Usually GA is designed and used for static problems. Here the word ‘static’ reflects two basic elements, 1) the Objective Function never changes while calculation the results and 2) the fitness landscape never changes while calculating the results. However, for this experiment, the changing nature of the Objective Function and the fitness landscape is a given. From here on it will now be referred to as a dynamic GA. The concrete, Objective Function is fluctuating depending on the illumination requirement set arbitrarily by the author corresponding to the needed architectural function. The fitness landscape fluctuates similarly as it is determined by both the Objective Function and the position of the sun both of which were changing.

fig 6-10,1: A diagram of ever changing fitness landscape

The left hand diagram shows the abstract fitness landscape at a certain time (let’s say 10:00AM in here as the initial point). There might be several hills, and one of them is the highest achieved value. In that time frame it may or may not reach the top of the hill, it is not certain but GA can usually achieve a good value. However, in the next time frame (for example 11:00AM: the right hand figure), the previous optimized answer has already become old. Because, the fitness landscape has changed, with the time. This

landscape is determined by various dynamic parameters.

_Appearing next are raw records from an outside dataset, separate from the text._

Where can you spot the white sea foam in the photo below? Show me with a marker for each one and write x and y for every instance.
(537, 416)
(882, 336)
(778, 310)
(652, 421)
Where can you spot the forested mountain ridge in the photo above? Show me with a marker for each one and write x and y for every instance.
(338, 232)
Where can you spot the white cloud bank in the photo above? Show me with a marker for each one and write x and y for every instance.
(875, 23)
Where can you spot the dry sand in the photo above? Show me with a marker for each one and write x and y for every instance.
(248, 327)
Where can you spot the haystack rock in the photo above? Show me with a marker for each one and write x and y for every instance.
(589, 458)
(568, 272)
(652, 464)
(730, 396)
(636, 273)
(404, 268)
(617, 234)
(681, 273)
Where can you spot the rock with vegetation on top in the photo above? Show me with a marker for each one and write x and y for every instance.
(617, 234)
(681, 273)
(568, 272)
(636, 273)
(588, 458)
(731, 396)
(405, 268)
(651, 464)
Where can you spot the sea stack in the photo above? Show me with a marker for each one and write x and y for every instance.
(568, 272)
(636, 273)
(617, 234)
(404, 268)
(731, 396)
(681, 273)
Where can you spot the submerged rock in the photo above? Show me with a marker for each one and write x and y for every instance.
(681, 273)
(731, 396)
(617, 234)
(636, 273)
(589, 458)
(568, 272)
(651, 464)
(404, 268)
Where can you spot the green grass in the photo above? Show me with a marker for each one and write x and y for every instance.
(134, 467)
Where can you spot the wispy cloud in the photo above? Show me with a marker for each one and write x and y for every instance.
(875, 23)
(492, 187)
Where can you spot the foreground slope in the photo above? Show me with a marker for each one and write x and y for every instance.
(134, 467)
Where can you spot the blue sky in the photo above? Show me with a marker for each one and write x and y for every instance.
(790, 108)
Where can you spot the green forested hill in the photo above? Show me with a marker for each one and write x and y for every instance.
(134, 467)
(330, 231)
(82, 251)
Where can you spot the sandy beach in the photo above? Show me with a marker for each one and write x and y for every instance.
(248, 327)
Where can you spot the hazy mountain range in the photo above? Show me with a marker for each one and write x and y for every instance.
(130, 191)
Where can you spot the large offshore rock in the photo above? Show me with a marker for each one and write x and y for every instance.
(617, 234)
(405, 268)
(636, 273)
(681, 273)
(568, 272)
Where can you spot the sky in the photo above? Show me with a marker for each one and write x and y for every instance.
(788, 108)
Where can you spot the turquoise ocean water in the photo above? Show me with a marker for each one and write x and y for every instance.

When only the sun’s position is concerned, this ever changing fitness landscape is a continuous function. Because the sun's locus is one curved, continuous line, the sun rising from the east side then going down in the west along a circular path. However, when the actual environmental situation is considered, it is impossible to ignore the disturbances such as clouds which block the sun’s rays or temporary light sources such as light pollution from neighbours. These are unpredictable noise factors that make this fitness landscape a discontinuous function.

A normal GA solver has no idea about the shape of the fitness landscape when it starts calculating.

This is why GA uses special techniques such as initial boost, to quickly identify a rough shape for the fitness landscape. This is why GA is slow and not adaptable in dynamic situations.

From this issue came the idea of using the potential of the initial boost to increase scores again and again. This periodic reset of GA is called ‘chop-time’ by the author. In the above experiment, these ‘chop-time’ candidates generally cannot achieve an optimum curve which is equal to the ‘Kinetic ultimate’ candidate, though there are small jumps in their scores. The reason for this is as follows: Initial boost helps in spreading an individual’s genomes and thus the overall diversity of the members. That in turn sometimes helps in finding a new fitness hill. Unfortunately, when calculation time is chopped too much it results in a lack of time for the answers to “evolve” and be resolved. Therefore, this solution is a double edged sword solving one problem while creating another.

Some hypothetical solutions are proposed below. The key issue to focus on in order to improve the score is how to compensate for the lack of initial information in a moving landscape. Two possibilities are:

• Insert sensor information into the GA’s ongoing calculation as an interruption input.

• Insert user demands into the GA’s ongoing calculations as interruption input.